Drought-stricken Western Cape declared a national disaster area
The move opens the way for financial and humanitarian aid from the state
The inter-ministerial task team on drought and water scarcity has declared the Western Cape a national disaster area.
The drought has had a devastating effect on the Free State, the Eastern Cape, the Northern Cape and parts of KwaZulu-Natal, with the Western Cape worst affected.
Declaring a national disaster lays the basis for financial and humanitarian aid by the government. The Northern Cape, the Western Cape and the Eastern Cape had already declared provincial disasters. The national disaster declaration was a long time coming as the Western Cape government reportedly asked for it in November 2015.
Minister of Water and Sanitation Nomvula Mokonyane said her meetings with Western Cape Premier Helen Zille regarding the drought and interventions in the Western Cape were productive and fruitful.
Water and sanitation minister Nomvula Paula Mokonyane had harsh words for the DA leader after what she said was ‘opportunistic’ politicking over the Western Cape water crisis.
"We had a very productive meeting with Premier Zille. We talked about what is engulfing the Western Cape. We need many voices but one message. We need speedy intervention. There are licences where we had to sit with, four licences were issued in the space of a month. Another three dam licences were issued before December," she said.
Mokonyane said part of the work of the interministerial committee would include changes to the law to allow for dams to be repurposed in extenuating circumstances to allow available water resources to be used mainly for human consumption and essential needs.
"You start off by reprioritising what you have and you will be in the best position to allocate additional resources. This is something that the technical team of National Treasury and water and sanitation will assist in," said Mokonyane.
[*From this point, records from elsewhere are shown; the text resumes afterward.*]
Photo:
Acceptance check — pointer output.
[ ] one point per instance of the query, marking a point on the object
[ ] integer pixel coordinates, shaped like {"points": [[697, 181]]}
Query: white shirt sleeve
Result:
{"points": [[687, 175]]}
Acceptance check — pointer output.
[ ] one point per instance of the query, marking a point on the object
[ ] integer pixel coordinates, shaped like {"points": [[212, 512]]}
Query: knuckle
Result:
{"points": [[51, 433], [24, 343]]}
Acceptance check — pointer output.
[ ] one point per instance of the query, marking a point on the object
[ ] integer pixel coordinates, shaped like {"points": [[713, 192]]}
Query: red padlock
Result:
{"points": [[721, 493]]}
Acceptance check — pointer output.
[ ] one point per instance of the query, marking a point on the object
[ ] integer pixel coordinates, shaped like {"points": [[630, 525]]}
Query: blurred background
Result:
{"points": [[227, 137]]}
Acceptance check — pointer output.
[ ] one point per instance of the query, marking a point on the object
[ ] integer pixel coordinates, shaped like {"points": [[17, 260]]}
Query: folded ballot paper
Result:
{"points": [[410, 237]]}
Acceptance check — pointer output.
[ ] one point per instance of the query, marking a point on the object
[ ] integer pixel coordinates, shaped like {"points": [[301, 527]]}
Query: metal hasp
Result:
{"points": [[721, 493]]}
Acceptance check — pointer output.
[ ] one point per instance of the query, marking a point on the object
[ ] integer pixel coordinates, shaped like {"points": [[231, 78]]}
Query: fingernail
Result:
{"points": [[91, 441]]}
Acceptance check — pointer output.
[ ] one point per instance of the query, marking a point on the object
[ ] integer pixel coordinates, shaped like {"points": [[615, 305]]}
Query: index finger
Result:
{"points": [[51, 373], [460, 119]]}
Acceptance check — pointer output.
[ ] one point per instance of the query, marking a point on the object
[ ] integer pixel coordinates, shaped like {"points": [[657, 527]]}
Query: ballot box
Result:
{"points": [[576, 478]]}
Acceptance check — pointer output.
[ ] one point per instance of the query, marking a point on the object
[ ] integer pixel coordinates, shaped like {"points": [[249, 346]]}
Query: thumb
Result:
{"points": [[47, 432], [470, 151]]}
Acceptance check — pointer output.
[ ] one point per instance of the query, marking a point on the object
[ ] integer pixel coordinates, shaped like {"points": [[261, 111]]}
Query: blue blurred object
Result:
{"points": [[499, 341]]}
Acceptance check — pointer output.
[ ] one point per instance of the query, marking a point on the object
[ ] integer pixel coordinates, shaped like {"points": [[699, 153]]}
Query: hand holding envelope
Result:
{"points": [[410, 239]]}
Of the 1,521 dams in SA’s water system, 323 belonged to the Department of Water and Sanitation, 66 belonged to other departments, 318 to municipalities, 430 to farmers and 336 to companies in the mining and industry sectors, she said.
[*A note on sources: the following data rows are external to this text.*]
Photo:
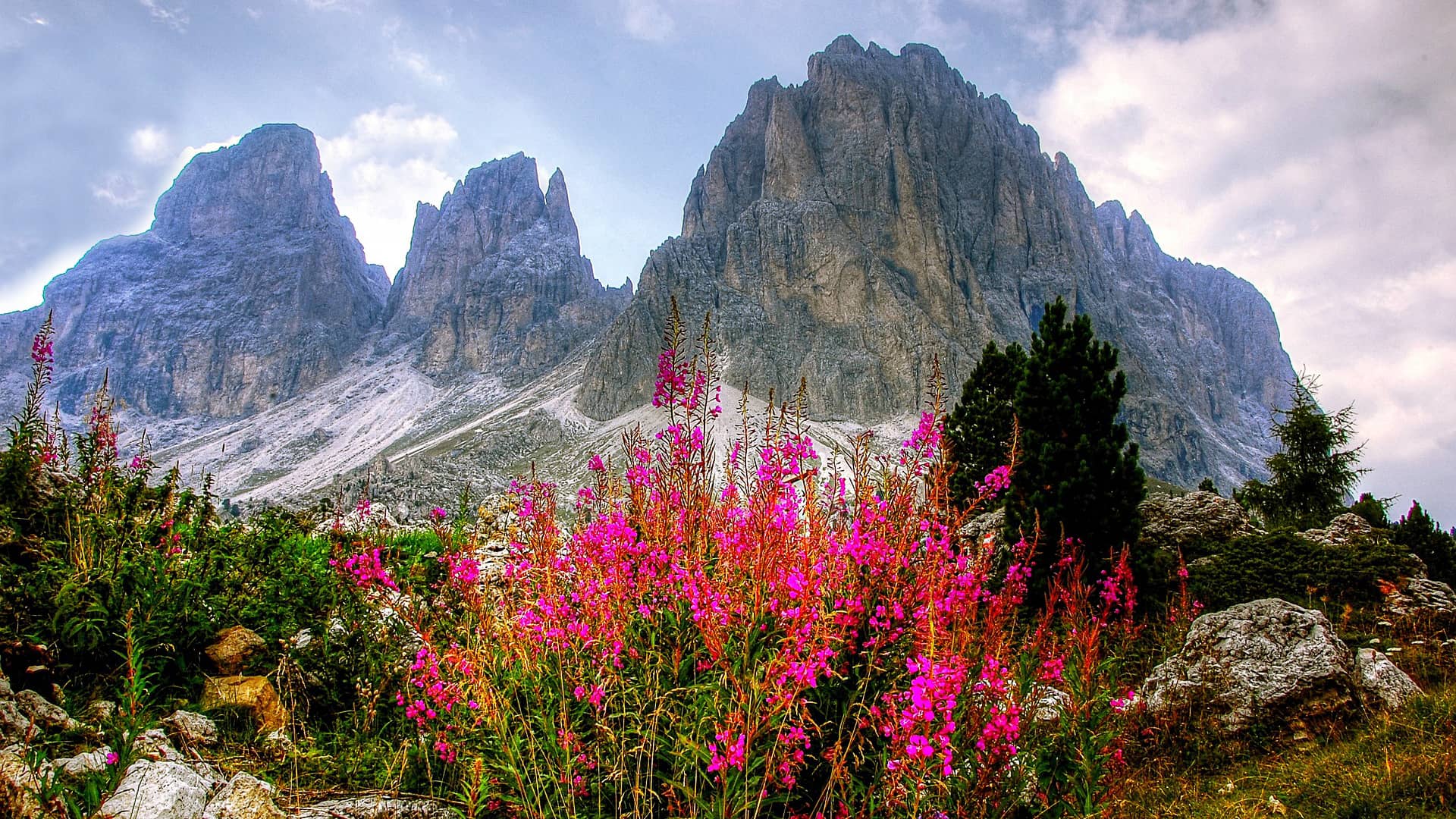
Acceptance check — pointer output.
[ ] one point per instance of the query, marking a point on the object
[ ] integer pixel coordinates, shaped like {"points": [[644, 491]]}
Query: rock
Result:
{"points": [[191, 729], [85, 764], [1050, 704], [376, 808], [99, 711], [495, 280], [1382, 684], [1345, 531], [155, 745], [246, 290], [158, 790], [243, 798], [234, 648], [46, 714], [848, 229], [14, 725], [18, 789], [1421, 596], [1267, 662], [253, 692], [1177, 522]]}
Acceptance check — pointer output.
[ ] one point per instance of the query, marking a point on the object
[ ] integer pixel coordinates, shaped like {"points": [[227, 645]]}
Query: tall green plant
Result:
{"points": [[1315, 469]]}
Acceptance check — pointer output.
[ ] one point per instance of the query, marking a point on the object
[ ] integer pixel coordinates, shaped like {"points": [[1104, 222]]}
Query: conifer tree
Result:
{"points": [[981, 428], [1076, 475], [1313, 472]]}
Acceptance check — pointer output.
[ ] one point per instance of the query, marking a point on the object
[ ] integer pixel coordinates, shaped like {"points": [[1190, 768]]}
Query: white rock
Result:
{"points": [[83, 764], [1382, 682], [1260, 662], [243, 798], [158, 790]]}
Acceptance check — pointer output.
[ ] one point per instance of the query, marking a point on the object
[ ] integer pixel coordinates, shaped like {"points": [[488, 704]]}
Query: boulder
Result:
{"points": [[1345, 531], [1382, 684], [191, 729], [46, 714], [243, 798], [251, 692], [158, 790], [83, 764], [1266, 662], [376, 808], [234, 648], [1177, 522]]}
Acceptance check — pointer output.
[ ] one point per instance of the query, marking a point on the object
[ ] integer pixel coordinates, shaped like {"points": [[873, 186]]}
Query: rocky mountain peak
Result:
{"points": [[495, 280], [270, 181], [884, 215]]}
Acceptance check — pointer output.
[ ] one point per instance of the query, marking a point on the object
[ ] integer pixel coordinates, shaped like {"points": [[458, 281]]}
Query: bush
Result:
{"points": [[1283, 564]]}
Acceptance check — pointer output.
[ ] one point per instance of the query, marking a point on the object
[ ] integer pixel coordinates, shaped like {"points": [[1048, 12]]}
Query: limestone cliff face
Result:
{"points": [[886, 213], [495, 280], [248, 289]]}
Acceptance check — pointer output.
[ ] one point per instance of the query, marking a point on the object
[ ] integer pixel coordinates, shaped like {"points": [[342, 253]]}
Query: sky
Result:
{"points": [[1304, 145]]}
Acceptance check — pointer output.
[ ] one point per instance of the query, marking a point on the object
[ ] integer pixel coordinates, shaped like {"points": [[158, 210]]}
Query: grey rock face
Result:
{"points": [[248, 289], [1382, 684], [1175, 522], [495, 280], [886, 213], [1267, 662]]}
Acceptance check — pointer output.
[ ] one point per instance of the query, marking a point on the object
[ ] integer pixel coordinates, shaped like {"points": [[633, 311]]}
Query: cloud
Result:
{"points": [[177, 18], [386, 162], [1307, 146], [117, 190], [152, 145], [647, 19]]}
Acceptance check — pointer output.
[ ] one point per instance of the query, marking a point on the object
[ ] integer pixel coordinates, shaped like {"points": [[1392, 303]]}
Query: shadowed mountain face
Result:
{"points": [[248, 289], [886, 213], [495, 280]]}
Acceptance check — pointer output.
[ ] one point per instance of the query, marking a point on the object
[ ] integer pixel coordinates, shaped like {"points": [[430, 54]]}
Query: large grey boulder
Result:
{"points": [[248, 289], [1177, 522], [243, 798], [1266, 662], [1423, 596], [158, 790], [886, 213], [1382, 684], [495, 280]]}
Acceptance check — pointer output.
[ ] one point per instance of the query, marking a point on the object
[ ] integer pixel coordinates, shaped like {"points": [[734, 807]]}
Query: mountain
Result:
{"points": [[495, 280], [248, 289], [848, 232], [886, 213]]}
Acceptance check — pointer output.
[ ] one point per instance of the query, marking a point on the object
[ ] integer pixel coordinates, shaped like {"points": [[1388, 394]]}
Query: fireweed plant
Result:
{"points": [[759, 634]]}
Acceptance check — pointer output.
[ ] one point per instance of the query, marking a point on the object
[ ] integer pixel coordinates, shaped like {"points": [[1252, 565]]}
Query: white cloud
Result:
{"points": [[1307, 146], [117, 190], [152, 145], [647, 19], [177, 18], [386, 162]]}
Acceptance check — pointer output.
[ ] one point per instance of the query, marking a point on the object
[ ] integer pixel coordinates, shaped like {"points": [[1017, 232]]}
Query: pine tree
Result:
{"points": [[981, 428], [1313, 472], [1076, 475], [1424, 537]]}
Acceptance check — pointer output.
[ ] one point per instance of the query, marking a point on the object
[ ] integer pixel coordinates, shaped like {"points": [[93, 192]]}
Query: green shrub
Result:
{"points": [[1283, 564]]}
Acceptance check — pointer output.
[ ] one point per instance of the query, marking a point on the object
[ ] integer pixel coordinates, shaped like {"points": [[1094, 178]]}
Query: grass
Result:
{"points": [[1394, 765]]}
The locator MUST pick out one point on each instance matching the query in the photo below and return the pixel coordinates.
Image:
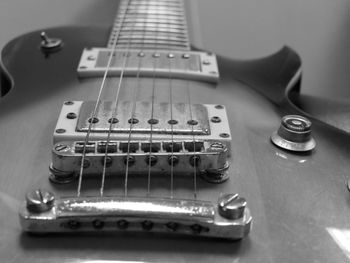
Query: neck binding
(150, 24)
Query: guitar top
(126, 144)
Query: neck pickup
(199, 66)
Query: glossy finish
(299, 202)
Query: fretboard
(150, 24)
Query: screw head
(153, 121)
(173, 160)
(122, 224)
(40, 201)
(147, 225)
(71, 115)
(224, 135)
(231, 206)
(217, 146)
(206, 62)
(61, 147)
(215, 119)
(192, 122)
(151, 160)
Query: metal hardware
(39, 201)
(208, 158)
(193, 67)
(162, 125)
(231, 206)
(294, 134)
(50, 44)
(172, 216)
(75, 129)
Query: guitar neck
(150, 24)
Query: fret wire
(157, 25)
(148, 36)
(152, 20)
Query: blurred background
(317, 29)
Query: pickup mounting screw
(151, 160)
(215, 119)
(153, 121)
(40, 201)
(231, 206)
(173, 226)
(113, 120)
(206, 62)
(61, 148)
(122, 224)
(60, 130)
(93, 120)
(173, 160)
(192, 122)
(98, 224)
(50, 44)
(129, 160)
(173, 122)
(147, 225)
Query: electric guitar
(128, 144)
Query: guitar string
(133, 117)
(195, 161)
(155, 64)
(171, 122)
(113, 119)
(97, 104)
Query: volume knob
(294, 134)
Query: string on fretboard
(150, 23)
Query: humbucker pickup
(208, 159)
(199, 66)
(173, 142)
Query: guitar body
(299, 202)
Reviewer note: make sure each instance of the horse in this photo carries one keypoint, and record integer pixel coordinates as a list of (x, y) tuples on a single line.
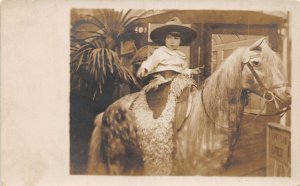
[(179, 128)]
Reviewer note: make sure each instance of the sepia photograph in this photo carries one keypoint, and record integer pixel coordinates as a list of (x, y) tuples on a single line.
[(149, 92)]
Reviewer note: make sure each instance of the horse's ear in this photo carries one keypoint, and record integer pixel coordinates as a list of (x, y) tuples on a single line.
[(257, 45)]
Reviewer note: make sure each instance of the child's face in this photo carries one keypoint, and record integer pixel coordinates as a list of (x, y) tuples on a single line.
[(172, 42)]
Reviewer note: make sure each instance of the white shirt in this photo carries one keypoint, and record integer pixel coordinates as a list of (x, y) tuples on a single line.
[(165, 59)]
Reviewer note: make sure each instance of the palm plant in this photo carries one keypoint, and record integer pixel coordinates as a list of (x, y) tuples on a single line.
[(95, 49)]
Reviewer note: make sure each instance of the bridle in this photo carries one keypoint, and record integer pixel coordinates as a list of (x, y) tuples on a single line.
[(266, 93)]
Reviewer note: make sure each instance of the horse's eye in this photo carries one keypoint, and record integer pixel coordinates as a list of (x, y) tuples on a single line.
[(255, 63)]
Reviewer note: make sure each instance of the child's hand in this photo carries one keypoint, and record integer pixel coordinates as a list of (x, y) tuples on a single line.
[(197, 70), (142, 72)]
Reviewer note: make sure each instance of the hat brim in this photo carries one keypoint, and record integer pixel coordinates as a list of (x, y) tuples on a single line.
[(187, 34)]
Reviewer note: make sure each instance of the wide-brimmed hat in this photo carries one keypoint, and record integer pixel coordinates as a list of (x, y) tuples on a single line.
[(187, 34)]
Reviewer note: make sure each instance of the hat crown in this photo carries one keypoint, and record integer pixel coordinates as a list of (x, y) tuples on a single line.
[(174, 21)]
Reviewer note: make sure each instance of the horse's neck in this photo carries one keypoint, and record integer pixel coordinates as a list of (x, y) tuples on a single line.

Co-operative Governance and Traditional Affairs Minister Des van Rooyen said national government interventions would include drilling boreholes, water restrictions, providing animal feed, desalination, reuse optimisation and regular water-use warning messages.
"In addition, an amount of R74.8m was given to the Western Cape province in August 2017 to deal with the situation. The only challenge is the slow pace of using the allocated funding that is geared to alleviate the impact of drought on particular sectors," said Van Rooyen.
The belt-tightening exercises of the government meant the disaster grants had to do more with less in the aftermath of the drought, he said.
"The provision for unfortunate eventualities is annual. The minister of finance confirmed that for last year to this year the provincial disaster fund granted R230.4m and R300m for municipal disaster grants. This year the provincial disaster grant stands at R130m because of budget cuts," he said.
"When funds are made available they must be spent on the intended purposes. This challenge is broadening in terms of who it affects."
Minister of Agriculture, Forestry and Fisheries Senzeni Zokwana said organised farmers had come forward to make their water resources available and that was appreciated.